Der Kooperationsverbund Jugendsozialarbeit, dem auch die BAG KJS angehört, hatte sich daher für die Einrichtung eines Bund-Länder-Programms Ausbildungsgarantie mit dem Konzept einer „Garantierten Ausbildung“ ausgesprochen. Die Schaffung eines neuen, inklusiven Ausbildungsangebotes einer „Garantierten Ausbildung“ hätte alle jungen Menschen eine Ausbildungschance offeriert, die auf der Suche nach einem Ausbildungsplatz erfolglos geblieben sind. Der Kooperationsverbund hatte vorgeschlagen, die „Garantierte Ausbildung“ als Bund-Länder-Programm umzusetzen und mit einer Kofinanzierungsklausel auszustatten, um Ländern und Kommunen eine konzeptionelle und auch finanzielle Mitgestaltung zu ermöglichen. Unter diesen Rahmenbedingungen hätten sowohl regional als auch landesrechtlich geregelte, vollzeitschulische Ausbildungen einbezogen werden können. In der „garantierten Ausbildung“ war eine pädagogische Begleitung durch Träger der Jugendsozialarbeit vorgesehen, die eng mit Ausbildungsbetrieben kooperieren und eine sukzessive Überführung der jungen Menschen in reguläre Ausbildung managen. Eine Win-Win-Situation für junge Menschen und Ausbildungsbetriebe gleichermaßen, wie sie auch in der Publikation Blickpunkt 2024 von IN VIA Deutschland beschrieben wird: Die jungen Menschen gehen ohne Warteschleifen in die Ausbildung und die Betriebe können aus einem Pool von Auszubildenden schöpfen.

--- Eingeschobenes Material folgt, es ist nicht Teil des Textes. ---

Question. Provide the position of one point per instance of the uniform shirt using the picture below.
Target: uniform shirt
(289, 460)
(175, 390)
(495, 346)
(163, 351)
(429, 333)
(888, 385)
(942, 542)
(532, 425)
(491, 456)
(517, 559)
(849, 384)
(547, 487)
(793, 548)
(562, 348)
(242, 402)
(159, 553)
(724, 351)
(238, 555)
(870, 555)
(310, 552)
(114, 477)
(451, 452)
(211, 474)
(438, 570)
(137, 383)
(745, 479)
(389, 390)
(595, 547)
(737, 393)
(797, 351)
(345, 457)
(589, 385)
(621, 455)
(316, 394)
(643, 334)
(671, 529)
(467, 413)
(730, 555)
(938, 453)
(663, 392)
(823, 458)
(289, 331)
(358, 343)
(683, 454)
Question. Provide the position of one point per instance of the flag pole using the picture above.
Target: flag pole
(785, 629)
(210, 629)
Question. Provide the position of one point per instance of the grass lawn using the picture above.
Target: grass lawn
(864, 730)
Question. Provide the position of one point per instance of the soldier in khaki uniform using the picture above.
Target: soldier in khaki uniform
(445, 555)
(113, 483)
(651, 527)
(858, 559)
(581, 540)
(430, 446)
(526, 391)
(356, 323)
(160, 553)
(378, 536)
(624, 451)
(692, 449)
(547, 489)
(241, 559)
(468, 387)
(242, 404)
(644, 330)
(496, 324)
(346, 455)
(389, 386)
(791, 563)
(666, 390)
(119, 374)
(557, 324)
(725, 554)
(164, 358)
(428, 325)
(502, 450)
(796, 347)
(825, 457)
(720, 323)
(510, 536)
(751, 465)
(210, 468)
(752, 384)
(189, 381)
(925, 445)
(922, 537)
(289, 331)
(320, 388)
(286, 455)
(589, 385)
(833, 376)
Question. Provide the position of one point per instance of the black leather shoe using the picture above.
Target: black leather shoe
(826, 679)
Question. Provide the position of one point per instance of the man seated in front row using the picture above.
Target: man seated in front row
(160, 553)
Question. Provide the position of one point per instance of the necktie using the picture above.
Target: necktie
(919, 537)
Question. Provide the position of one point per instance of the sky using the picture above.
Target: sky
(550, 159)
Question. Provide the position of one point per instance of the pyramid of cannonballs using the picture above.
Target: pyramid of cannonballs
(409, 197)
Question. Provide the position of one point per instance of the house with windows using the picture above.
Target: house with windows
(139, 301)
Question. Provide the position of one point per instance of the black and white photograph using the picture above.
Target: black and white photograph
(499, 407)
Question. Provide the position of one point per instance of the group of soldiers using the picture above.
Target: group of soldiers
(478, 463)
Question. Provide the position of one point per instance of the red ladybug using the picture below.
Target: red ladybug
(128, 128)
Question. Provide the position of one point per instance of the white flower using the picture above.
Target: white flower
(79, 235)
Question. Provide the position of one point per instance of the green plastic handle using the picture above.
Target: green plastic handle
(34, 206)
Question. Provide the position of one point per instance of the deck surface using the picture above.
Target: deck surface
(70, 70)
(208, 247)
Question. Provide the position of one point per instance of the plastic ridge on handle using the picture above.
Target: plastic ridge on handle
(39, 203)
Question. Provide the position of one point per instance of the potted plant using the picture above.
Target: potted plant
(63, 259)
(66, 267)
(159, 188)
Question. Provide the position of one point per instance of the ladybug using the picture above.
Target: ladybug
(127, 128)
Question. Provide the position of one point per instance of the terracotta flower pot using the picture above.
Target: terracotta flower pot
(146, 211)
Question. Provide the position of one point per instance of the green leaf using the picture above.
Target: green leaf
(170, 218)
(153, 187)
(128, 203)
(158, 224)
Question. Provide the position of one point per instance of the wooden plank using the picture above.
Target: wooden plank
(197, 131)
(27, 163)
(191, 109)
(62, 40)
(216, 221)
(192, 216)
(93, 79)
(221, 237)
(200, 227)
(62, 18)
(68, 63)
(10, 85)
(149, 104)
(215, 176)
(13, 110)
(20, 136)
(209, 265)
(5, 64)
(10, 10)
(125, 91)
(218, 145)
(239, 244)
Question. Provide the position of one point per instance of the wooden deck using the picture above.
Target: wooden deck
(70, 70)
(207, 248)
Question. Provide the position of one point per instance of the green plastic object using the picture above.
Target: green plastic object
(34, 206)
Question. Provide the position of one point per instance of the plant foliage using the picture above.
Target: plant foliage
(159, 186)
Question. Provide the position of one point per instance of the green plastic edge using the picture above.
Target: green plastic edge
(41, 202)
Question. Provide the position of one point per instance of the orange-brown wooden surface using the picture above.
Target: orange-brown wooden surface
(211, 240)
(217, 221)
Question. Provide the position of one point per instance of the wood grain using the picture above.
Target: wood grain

Quelle: Es kommentierte Susanne Nowak, Bundesreferentin IN VIA Deutschland. IN VIA ist Mitglied in der Bundesarbeitsgemeinschaft Katholische Jugendsozialarbeit (BAG KJS) e. V. und engagiert sich u. a. als eine von vier themenfeldverantwortlichen Organisationen im Bereich Jugendberufshilfe. Es handelt sich um eine persönliche Stellungnahme der Autor*in, die nicht die Meinung der Redaktion widerspiegeln muss.
[i] Ausbildungsgarantie – BMAS
[ii] Factsheet aus dem Projekt „Ausbildung garantiert?!“ Exklusionsrisiken junger Menschen am Übergang Schule – Beruf
[iii] Zwischenruf Ausbildungsgarantie (jugendsozialarbeit.de)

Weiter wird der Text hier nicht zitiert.